Feb 18, 2020

Providence Children’s Museum’s mission is to inspire and celebrate learning through active play and exploration. In 2016, the Museum used a Champlin Foundation grant toward a major renovation of the Museum’s primary humanities exhibit, Coming to Rhode Island. The exhibit’s new interactive story center, time tunnel and 1830s Irish story gallery complement the exhibit’s existing hands-on galleries: a 1960s Latino bodega, an 1890s Cape Verdean entrepreneur’s packet ship, and an English colonist’s farm in Portsmouth, RI; and engage children and caregivers in over 300 years of immigration to our state.

Through pretend play, new activities, books, conversations and discoveries with caregivers and other kids, Coming to Rhode Island helps children develop tolerance and respect for the diversity of individuals that make up RI and the US; builds empathy for others by making personal connections to their stories; and fosters children’s understanding that diversity makes our communities stronger.
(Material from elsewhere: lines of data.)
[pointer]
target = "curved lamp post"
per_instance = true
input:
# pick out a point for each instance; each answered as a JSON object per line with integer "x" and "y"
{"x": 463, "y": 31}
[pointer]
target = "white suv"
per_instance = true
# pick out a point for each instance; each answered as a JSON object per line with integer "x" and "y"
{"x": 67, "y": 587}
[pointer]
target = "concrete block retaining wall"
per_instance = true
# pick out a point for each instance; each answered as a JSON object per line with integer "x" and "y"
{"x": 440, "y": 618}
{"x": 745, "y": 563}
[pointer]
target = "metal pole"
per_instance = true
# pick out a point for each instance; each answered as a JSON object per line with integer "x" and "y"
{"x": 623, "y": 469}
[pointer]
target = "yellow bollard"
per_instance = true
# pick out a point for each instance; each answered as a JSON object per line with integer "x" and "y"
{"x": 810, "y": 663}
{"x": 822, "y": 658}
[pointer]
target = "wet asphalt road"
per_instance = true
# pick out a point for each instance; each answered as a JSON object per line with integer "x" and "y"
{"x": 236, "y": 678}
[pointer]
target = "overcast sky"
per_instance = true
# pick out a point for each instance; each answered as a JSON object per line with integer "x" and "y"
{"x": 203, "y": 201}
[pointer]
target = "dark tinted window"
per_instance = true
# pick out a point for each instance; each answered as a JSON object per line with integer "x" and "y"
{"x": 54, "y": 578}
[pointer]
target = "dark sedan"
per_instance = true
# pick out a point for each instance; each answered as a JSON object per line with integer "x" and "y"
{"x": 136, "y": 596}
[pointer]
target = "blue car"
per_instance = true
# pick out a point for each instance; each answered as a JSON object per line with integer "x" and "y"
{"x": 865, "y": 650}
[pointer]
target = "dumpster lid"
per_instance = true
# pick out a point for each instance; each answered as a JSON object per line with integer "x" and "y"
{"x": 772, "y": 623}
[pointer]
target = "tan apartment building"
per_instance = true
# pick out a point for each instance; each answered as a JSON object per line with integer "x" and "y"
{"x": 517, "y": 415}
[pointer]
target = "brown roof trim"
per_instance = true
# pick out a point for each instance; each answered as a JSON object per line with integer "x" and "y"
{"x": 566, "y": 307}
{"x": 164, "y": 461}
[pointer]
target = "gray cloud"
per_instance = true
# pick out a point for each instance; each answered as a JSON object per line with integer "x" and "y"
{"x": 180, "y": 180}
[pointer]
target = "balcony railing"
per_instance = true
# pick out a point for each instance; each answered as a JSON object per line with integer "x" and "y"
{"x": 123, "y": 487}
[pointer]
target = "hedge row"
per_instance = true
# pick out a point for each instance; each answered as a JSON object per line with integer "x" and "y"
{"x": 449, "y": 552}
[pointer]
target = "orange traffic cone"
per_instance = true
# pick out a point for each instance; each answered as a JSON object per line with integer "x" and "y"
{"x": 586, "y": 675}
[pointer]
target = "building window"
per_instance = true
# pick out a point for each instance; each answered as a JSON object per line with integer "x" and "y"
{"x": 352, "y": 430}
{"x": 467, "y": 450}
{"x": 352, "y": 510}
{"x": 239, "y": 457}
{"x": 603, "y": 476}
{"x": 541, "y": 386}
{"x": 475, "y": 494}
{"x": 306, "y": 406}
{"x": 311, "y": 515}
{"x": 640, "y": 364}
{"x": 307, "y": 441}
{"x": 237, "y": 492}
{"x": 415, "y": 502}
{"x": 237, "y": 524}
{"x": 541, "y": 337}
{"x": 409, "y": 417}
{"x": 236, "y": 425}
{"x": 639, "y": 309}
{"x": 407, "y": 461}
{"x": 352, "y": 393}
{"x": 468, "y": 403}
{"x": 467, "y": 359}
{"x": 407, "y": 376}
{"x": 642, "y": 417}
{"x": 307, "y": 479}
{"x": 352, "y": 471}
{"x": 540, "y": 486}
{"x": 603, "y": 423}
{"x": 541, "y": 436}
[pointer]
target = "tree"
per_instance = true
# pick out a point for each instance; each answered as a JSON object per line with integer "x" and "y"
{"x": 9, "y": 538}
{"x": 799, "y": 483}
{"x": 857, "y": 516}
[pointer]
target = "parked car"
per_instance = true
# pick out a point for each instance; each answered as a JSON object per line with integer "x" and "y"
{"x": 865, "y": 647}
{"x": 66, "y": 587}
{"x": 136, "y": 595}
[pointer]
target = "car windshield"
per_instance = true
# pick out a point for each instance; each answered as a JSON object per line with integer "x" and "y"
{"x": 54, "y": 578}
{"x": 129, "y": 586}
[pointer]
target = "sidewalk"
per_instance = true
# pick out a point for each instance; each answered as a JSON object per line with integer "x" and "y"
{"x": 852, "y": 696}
Coming to Rhode Island helps develop skills that children and their caregivers need to live in the world today.

The reinvented exhibit will benefit more than 1.6 million visitors over the next 10 years—annually over 168,000 ethnically/racially diverse visitors from all socio-economic levels. In 2016, 66 percent of the Museum’s visitors were from RI, 23 percent from MA, and 11 percent from CT and other states; 21 percent were low-income; and 30 percent were welcomed free of charge—as part of the Museum’s commitment to being accessible to all.